Antineoplastic Activities of MT81 and Its Structural Analogue in Ehrlich Ascites Carcinoma-Bearing Swiss Albino Mice

• Main Authors: Sujata Maiti Choudhury, Malaya Gupta, Upal Kanti Majumder
• Format: Article
• Language: English
• Published: Hindawi Limited 2010-01-01
• Series: Oxidative Medicine and Cellular Longevity
• Online Access: http://dx.doi.org/10.4161/oxim.3.1.10495

Many fungal toxins exhibit in vitro and in vivo antineoplastic effects on various cancer cell types.
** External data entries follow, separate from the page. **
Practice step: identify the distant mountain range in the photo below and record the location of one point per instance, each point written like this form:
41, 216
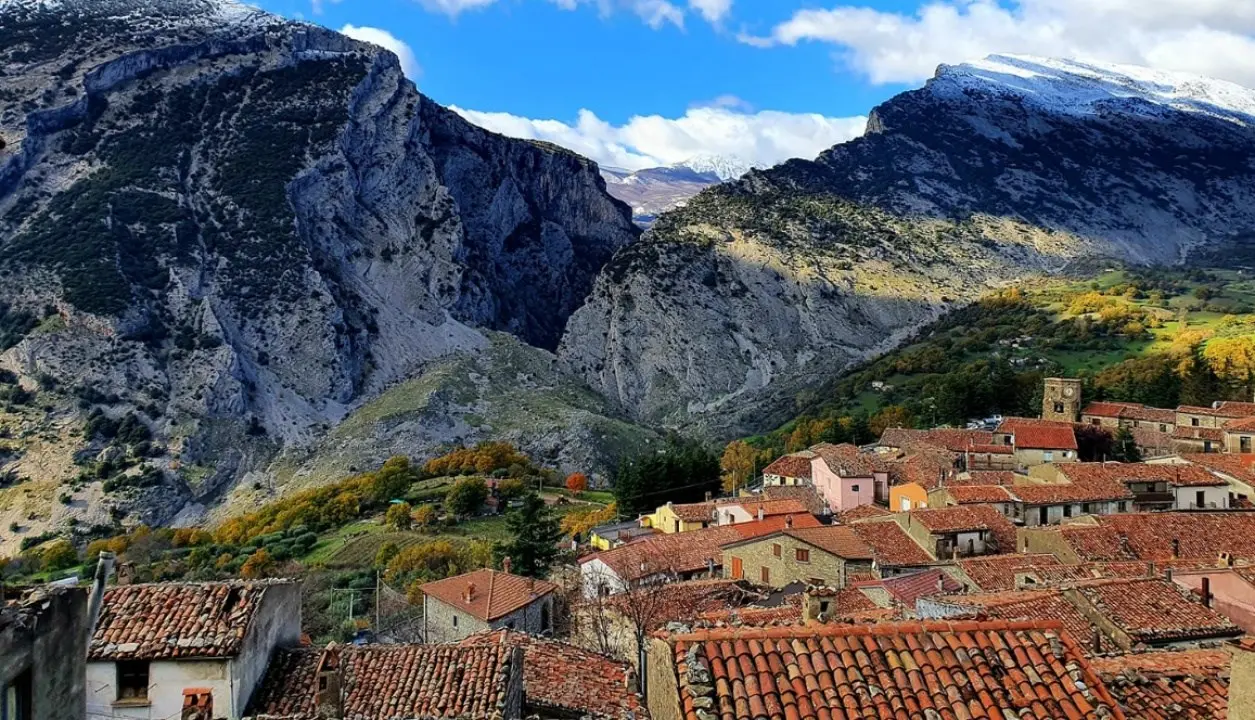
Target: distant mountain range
654, 191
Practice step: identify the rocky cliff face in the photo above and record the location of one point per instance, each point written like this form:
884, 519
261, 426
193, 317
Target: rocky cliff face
733, 305
237, 228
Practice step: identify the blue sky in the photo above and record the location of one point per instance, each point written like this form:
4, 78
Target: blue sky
648, 82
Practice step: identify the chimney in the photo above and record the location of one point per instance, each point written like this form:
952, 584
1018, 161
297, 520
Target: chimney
103, 568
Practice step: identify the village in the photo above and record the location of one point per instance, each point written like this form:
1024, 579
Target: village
933, 573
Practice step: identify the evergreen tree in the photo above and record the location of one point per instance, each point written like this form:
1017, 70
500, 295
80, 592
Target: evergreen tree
1125, 447
535, 536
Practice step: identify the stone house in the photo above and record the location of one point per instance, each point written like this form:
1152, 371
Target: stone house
377, 681
846, 477
457, 607
679, 517
820, 556
43, 655
160, 649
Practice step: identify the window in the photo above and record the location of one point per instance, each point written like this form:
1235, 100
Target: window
133, 680
15, 701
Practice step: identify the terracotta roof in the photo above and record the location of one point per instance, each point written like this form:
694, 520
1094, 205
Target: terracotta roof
1191, 433
1155, 610
1044, 438
488, 593
567, 679
846, 460
688, 551
781, 507
1096, 543
906, 588
390, 681
998, 572
889, 670
693, 512
983, 478
890, 545
806, 494
840, 541
1239, 467
862, 512
176, 620
1174, 474
953, 439
1061, 493
1182, 685
793, 465
1240, 425
1200, 536
973, 494
1034, 606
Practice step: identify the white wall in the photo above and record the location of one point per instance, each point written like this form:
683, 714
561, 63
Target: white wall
166, 682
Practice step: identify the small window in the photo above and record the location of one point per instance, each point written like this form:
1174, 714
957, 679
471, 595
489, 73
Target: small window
15, 701
133, 680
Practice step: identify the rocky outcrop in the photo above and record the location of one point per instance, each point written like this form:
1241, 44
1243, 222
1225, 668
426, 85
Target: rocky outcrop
240, 228
733, 306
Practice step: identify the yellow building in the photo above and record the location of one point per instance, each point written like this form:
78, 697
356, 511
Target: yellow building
679, 518
907, 497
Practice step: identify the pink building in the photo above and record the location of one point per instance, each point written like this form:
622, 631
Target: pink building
847, 478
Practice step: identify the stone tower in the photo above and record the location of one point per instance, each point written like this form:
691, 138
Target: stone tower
1062, 399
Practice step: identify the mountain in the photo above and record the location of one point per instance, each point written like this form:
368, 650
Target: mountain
732, 309
653, 191
224, 233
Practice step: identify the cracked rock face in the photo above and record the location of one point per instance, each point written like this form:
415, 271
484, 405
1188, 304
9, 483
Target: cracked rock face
732, 307
246, 227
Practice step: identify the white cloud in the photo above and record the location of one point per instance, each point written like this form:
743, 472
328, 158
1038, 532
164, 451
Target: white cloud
713, 10
388, 42
1206, 37
762, 138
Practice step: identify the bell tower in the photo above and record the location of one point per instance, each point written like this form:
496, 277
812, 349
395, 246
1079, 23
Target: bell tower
1061, 399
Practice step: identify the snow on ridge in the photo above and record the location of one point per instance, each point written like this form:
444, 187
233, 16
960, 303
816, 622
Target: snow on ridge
1074, 87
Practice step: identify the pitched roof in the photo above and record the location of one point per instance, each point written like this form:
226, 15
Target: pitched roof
1181, 685
176, 620
569, 679
889, 670
693, 512
488, 593
1174, 474
689, 551
890, 545
973, 494
1048, 605
837, 540
390, 681
792, 465
1155, 610
1059, 493
1044, 437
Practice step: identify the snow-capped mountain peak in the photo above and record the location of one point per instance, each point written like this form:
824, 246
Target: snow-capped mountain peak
726, 167
1072, 87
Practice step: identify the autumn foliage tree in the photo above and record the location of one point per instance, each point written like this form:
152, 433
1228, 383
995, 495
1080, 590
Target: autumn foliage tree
577, 482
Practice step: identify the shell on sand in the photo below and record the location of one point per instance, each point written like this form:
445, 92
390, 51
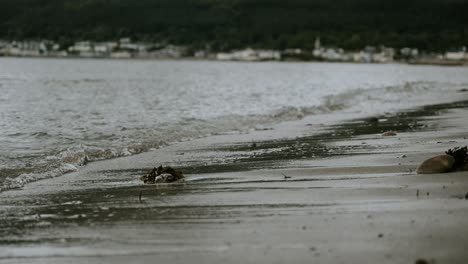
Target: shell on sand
389, 134
437, 164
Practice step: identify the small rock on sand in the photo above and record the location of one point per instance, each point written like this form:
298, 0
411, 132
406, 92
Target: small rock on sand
389, 134
437, 164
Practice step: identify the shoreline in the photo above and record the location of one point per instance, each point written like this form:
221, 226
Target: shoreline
353, 197
421, 62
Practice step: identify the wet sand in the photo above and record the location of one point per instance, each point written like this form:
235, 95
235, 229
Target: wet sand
335, 192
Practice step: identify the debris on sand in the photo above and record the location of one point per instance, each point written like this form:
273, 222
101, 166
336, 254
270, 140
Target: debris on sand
162, 175
389, 134
453, 160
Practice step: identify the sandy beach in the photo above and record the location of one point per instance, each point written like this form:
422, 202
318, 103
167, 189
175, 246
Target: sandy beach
299, 192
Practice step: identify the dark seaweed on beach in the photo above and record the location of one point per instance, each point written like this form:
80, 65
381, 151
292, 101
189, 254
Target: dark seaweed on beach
162, 175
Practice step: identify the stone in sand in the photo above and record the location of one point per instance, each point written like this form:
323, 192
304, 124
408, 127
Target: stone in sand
437, 164
389, 134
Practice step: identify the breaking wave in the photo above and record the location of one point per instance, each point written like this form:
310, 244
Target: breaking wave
364, 101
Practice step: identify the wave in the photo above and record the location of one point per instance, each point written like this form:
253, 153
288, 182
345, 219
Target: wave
365, 102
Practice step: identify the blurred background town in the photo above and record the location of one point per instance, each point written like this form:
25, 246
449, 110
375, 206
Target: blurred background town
363, 31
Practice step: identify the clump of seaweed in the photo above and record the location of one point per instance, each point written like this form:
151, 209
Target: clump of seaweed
455, 159
162, 175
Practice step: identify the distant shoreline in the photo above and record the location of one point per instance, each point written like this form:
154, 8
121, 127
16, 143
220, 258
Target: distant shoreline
448, 63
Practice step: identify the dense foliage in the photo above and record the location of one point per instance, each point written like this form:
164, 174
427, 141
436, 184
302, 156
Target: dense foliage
227, 24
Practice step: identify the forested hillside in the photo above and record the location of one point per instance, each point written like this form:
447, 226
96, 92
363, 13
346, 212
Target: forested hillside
228, 24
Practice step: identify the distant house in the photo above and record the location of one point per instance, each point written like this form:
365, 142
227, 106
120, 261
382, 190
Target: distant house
250, 55
455, 56
81, 47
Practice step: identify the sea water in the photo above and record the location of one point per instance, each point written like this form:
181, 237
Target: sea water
58, 114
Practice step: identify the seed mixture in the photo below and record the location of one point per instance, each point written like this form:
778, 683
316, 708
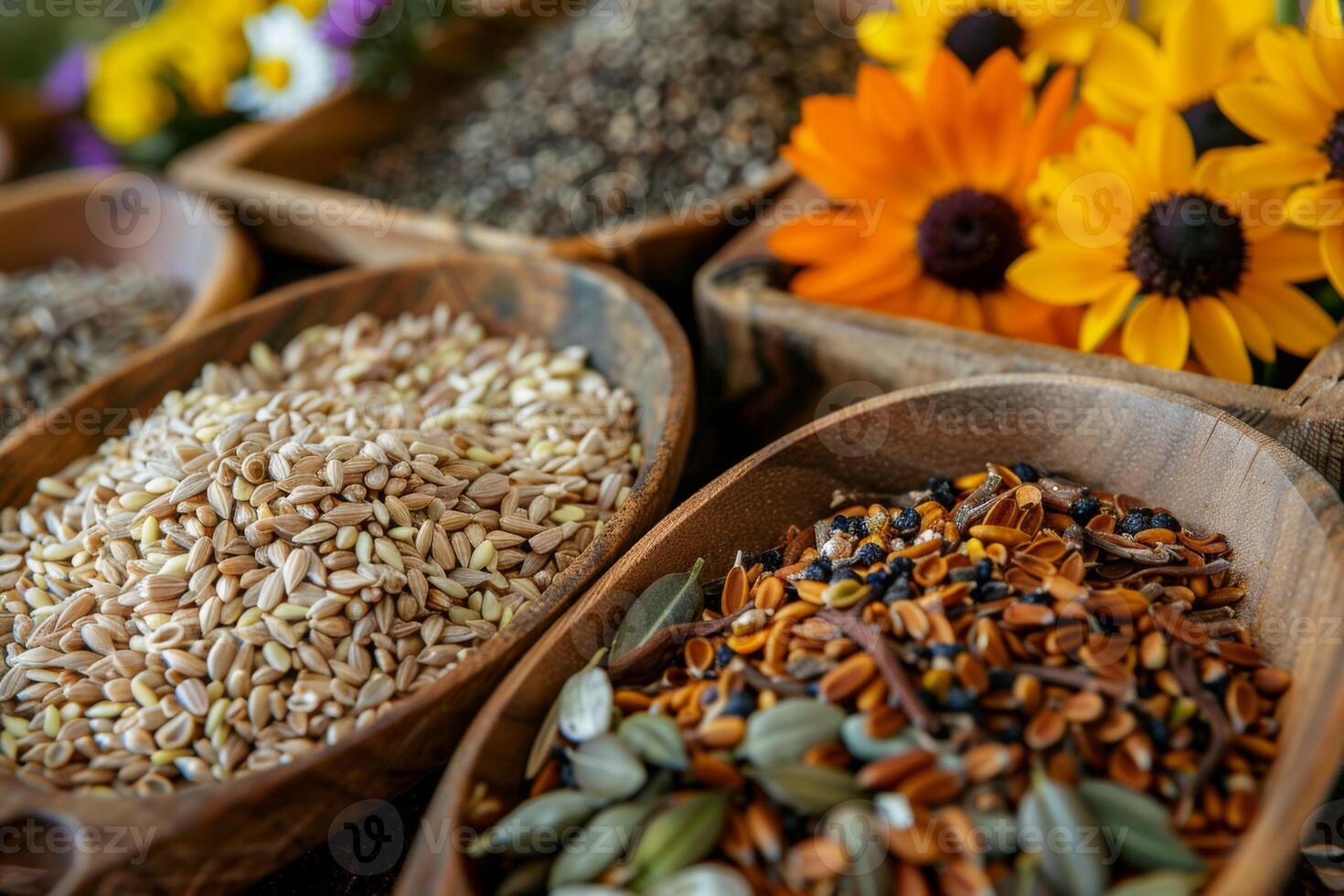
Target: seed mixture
679, 101
1001, 681
279, 554
69, 324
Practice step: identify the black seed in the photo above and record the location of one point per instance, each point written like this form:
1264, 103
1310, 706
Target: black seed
1085, 508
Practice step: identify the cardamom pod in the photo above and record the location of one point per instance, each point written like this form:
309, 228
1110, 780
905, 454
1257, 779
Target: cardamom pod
806, 789
674, 600
679, 837
656, 739
603, 841
788, 730
549, 815
1140, 825
586, 704
606, 769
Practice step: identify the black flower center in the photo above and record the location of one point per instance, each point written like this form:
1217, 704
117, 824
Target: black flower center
968, 240
1211, 129
1333, 145
1189, 246
978, 35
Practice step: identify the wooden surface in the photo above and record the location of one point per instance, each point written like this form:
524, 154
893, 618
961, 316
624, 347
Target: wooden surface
223, 837
1284, 520
286, 165
105, 217
774, 361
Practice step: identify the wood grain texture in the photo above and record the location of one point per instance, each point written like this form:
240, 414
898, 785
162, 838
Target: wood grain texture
163, 231
220, 837
1284, 520
777, 361
289, 164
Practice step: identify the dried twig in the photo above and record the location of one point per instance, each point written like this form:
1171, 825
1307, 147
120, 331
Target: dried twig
889, 667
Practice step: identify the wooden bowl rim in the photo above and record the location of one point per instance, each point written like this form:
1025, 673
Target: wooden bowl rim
659, 463
233, 268
459, 779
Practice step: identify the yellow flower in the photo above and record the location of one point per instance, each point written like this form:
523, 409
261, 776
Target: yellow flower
1041, 32
1131, 74
1143, 220
129, 109
1243, 17
1297, 109
929, 195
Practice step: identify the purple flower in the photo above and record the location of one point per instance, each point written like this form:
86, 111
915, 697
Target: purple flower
345, 20
66, 80
85, 148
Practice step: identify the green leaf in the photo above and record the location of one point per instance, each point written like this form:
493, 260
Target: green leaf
657, 739
674, 600
788, 730
1140, 824
809, 790
1067, 837
679, 837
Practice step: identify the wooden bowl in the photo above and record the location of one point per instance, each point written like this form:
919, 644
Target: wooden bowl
111, 217
220, 837
289, 164
772, 357
1284, 521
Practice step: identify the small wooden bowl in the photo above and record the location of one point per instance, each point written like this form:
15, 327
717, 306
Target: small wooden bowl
222, 837
111, 217
1217, 473
774, 360
288, 165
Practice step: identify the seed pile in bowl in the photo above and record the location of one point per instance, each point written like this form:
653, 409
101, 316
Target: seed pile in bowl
1004, 681
277, 555
682, 100
69, 324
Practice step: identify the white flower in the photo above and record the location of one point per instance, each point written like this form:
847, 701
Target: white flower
292, 68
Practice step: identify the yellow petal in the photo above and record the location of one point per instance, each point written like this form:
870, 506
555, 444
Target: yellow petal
1157, 332
1197, 48
1067, 275
1261, 111
1101, 317
1290, 255
1168, 151
1253, 328
1298, 324
1218, 340
1275, 165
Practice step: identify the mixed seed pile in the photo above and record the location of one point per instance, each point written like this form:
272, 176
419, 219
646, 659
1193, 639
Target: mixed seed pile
274, 557
674, 101
1001, 681
66, 325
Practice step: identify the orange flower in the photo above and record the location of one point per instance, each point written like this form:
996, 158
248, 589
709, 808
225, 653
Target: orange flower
929, 195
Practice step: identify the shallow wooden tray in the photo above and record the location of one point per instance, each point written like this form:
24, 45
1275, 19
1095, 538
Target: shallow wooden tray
106, 218
277, 169
777, 361
1283, 517
220, 837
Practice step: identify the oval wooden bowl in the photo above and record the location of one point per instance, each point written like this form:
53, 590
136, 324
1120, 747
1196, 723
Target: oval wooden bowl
220, 837
109, 217
1283, 518
771, 357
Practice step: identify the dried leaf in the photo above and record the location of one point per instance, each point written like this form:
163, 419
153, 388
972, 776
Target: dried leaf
674, 600
788, 730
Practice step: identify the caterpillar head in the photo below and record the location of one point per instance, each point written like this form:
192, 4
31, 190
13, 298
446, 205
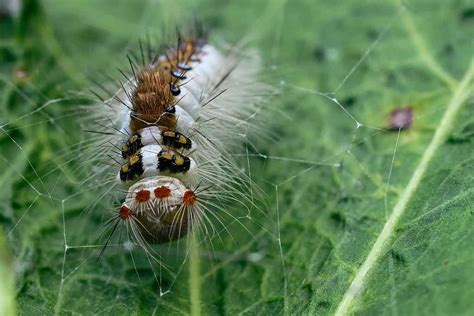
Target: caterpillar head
159, 210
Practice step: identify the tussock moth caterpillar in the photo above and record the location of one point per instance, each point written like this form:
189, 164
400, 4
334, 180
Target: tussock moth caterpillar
174, 121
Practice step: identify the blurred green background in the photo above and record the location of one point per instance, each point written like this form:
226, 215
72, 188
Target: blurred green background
333, 171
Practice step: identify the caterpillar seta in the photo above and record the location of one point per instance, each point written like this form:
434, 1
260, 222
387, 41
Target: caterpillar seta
176, 119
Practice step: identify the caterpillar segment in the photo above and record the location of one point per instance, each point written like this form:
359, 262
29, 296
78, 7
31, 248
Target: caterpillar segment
159, 170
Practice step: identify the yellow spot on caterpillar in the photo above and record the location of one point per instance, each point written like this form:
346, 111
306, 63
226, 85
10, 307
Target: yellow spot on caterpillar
125, 168
179, 160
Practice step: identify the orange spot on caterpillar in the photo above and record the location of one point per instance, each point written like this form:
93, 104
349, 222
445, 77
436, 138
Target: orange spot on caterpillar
142, 196
162, 192
189, 198
125, 213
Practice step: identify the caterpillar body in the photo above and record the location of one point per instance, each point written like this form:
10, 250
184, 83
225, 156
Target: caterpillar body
181, 114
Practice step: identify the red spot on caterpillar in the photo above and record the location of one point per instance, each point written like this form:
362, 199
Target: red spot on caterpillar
142, 196
125, 212
189, 198
162, 192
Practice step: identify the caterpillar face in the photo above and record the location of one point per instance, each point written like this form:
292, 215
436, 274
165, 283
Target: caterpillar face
160, 209
166, 103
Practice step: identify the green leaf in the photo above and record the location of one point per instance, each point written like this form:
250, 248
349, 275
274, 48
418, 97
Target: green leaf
358, 219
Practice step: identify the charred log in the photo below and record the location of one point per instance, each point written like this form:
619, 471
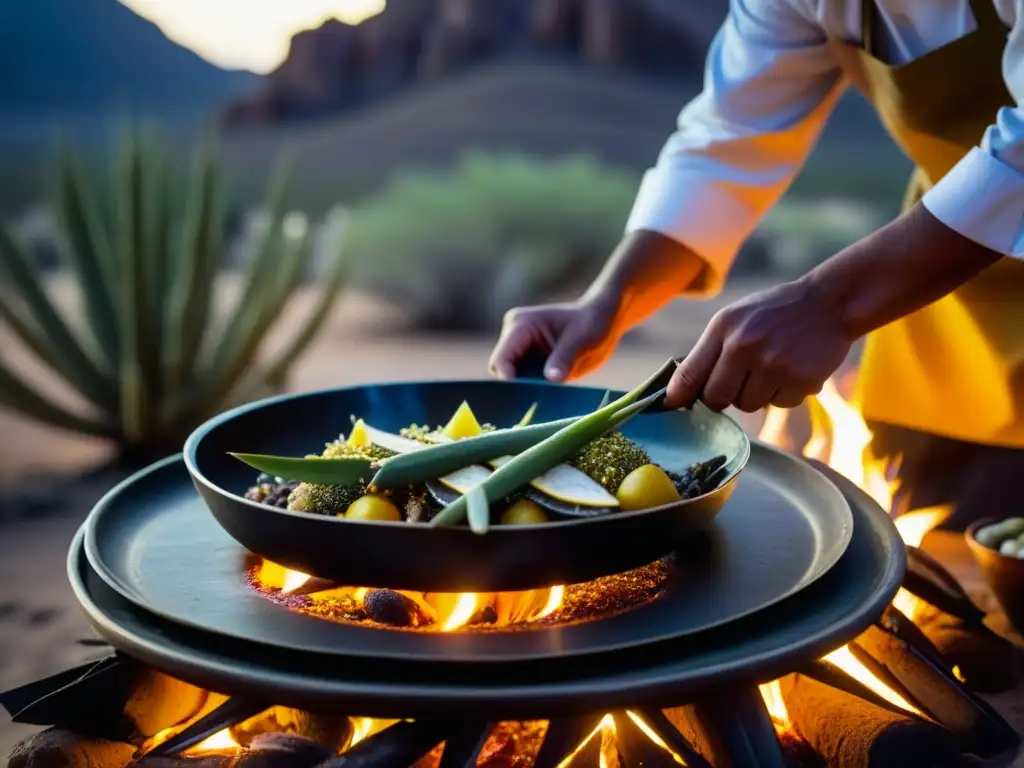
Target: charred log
401, 743
55, 748
988, 663
849, 731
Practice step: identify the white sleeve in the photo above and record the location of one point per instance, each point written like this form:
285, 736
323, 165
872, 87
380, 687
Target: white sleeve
982, 198
770, 83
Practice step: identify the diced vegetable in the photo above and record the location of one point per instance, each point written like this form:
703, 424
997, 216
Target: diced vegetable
523, 512
646, 486
463, 479
358, 436
527, 418
567, 484
373, 507
463, 423
428, 462
478, 510
534, 462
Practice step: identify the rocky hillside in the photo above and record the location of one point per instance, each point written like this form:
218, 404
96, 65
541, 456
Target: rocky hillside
69, 58
416, 42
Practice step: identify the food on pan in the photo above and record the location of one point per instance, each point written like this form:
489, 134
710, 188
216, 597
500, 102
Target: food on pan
467, 471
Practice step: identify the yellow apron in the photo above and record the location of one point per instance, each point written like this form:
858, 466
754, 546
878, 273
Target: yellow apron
955, 368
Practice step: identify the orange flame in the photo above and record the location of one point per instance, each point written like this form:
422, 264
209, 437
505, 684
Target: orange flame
841, 438
445, 611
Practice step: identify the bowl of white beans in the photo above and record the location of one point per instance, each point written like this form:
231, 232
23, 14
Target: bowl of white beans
997, 547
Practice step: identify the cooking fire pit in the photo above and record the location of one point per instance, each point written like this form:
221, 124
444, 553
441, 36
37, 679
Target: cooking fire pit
699, 658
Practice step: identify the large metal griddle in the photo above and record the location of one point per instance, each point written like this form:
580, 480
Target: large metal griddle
826, 613
452, 559
154, 542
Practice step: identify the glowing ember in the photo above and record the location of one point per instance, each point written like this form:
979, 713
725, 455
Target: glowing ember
841, 438
437, 611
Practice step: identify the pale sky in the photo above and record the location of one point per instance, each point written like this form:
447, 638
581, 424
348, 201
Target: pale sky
246, 34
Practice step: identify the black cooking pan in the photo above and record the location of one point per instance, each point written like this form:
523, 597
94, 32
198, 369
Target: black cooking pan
403, 555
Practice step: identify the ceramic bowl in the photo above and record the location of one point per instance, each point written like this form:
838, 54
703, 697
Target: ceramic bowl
1004, 573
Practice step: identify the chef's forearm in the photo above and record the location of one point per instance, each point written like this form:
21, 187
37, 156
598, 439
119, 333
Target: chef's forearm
645, 272
898, 269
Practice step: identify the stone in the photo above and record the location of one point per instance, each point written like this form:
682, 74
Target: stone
55, 748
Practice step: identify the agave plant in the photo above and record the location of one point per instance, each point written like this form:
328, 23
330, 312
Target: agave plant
151, 356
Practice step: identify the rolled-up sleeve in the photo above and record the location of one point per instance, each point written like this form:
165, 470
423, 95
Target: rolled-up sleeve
982, 198
770, 83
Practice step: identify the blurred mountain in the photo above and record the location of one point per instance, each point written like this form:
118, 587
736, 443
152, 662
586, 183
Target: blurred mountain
70, 58
338, 67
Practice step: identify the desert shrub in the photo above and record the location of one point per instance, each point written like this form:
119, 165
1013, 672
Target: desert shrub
457, 249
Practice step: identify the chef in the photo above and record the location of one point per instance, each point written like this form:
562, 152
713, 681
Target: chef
938, 292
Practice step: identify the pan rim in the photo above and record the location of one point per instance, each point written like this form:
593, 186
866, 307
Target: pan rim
117, 583
200, 433
765, 663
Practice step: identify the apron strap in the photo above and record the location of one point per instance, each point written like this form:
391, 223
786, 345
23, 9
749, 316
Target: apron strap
868, 19
985, 15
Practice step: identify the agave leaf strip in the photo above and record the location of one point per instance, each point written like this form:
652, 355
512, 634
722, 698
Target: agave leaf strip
188, 304
478, 510
19, 272
19, 396
542, 457
87, 251
327, 471
437, 460
527, 418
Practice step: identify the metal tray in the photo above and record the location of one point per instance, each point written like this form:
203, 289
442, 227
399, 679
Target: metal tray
760, 647
155, 543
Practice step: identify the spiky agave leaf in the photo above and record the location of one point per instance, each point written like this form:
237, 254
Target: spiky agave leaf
87, 251
276, 370
195, 269
66, 351
136, 348
236, 357
22, 397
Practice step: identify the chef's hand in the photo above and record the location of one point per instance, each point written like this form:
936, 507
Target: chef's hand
574, 337
774, 347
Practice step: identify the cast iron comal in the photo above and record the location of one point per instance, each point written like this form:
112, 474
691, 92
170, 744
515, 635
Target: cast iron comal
416, 556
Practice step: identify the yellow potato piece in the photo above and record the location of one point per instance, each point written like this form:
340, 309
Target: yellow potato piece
523, 512
373, 507
358, 437
463, 423
646, 486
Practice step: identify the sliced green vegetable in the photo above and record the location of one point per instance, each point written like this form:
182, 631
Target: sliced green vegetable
463, 479
566, 483
527, 418
427, 462
534, 462
327, 471
478, 510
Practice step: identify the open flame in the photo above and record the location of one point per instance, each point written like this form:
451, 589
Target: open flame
841, 438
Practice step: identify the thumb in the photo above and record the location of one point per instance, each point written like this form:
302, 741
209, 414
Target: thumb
691, 375
565, 351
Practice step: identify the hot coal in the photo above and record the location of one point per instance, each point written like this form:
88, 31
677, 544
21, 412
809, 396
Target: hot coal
845, 730
399, 744
55, 748
284, 751
333, 731
988, 663
392, 608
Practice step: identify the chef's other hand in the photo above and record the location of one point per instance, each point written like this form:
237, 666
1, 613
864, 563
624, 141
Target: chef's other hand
574, 337
774, 347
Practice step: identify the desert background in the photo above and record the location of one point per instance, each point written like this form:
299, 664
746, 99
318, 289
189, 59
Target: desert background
407, 126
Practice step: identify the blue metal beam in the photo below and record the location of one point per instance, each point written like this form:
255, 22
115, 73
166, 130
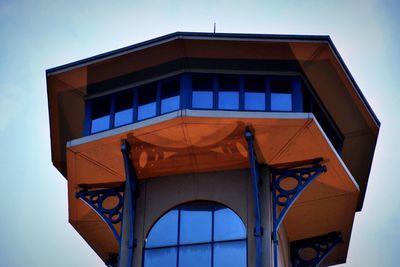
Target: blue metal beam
256, 183
131, 195
285, 197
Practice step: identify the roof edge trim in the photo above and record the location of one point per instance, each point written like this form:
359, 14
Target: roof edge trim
185, 35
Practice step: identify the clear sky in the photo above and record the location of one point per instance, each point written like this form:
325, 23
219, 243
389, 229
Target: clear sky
37, 35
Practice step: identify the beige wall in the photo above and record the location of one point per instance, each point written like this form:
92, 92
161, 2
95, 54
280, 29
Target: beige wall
230, 188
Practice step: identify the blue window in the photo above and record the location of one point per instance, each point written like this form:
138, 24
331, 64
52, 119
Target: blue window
147, 102
254, 95
202, 91
281, 95
123, 108
170, 92
228, 95
198, 234
100, 120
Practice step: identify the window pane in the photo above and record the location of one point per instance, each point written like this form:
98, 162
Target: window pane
254, 84
196, 223
123, 117
170, 96
147, 102
100, 114
228, 225
229, 83
146, 111
165, 257
281, 95
230, 254
169, 104
202, 99
195, 256
254, 101
165, 231
228, 100
281, 102
123, 108
100, 124
202, 82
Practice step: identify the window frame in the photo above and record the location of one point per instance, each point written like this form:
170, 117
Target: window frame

Luteoskyrin, a hydroxyanthraquinone has been proved to be a potent inhibitor against Ehrlich ascites tumor cells. The comparative antitumor activity and antioxidant status of MT81 and its structural analogue [Acetic acid-MT81 (Aa-MT81)] having polyhydroxyanthraquinone structure were assessed against Ehrlich ascites carcinoma (EAC ) tumor in mice. The in vitro cytotoxicity was measured by the viability of EAC cells after direct treatment of the said compounds. In in vivo study, MT81 and its structural analogue were administered (i.p.) at the two different doses (5, 7 mg MT81; 8.93, 11.48 mg Aa-MT81/kg body weight) for 7 days after 24 hrs. of tumor inoculation. The activities were assessed using mean survival time (MST), increased life span (ILS), tumor volume, viable tumor cell count, peritoneal cell count, protein percentage and hematological parameters. Antioxidant status was determined by malondialdehyde (MDA) and reduced glutathione (GSH ) content, and by the activity of superoxide dismutase (SOD) and catalase (CA T). MT81 and its structural analogues increased the mean survival time, normal peritoneal cell count. They decreased the tumor volume, viable tumor cell count, hemoglobin percentage and packed cell volume. Differential counts of WBC, total counts of RBC & WBC that altered by EAC inoculation, were restored in a dose-dependent manner. Increased MDA and decreased GSH content and reduced activity of SOD, and catalase in EAC bearing mice were returned towards normal after the treatment of MT81 and its structural analogue. Being less toxic than parent toxin MT81, the structural analogue showed more prominent antineoplastic activities against EAC cells compared to MT81. At the same time, both compounds exhibit to some extent antioxidant potential for the EAC-bearing mice.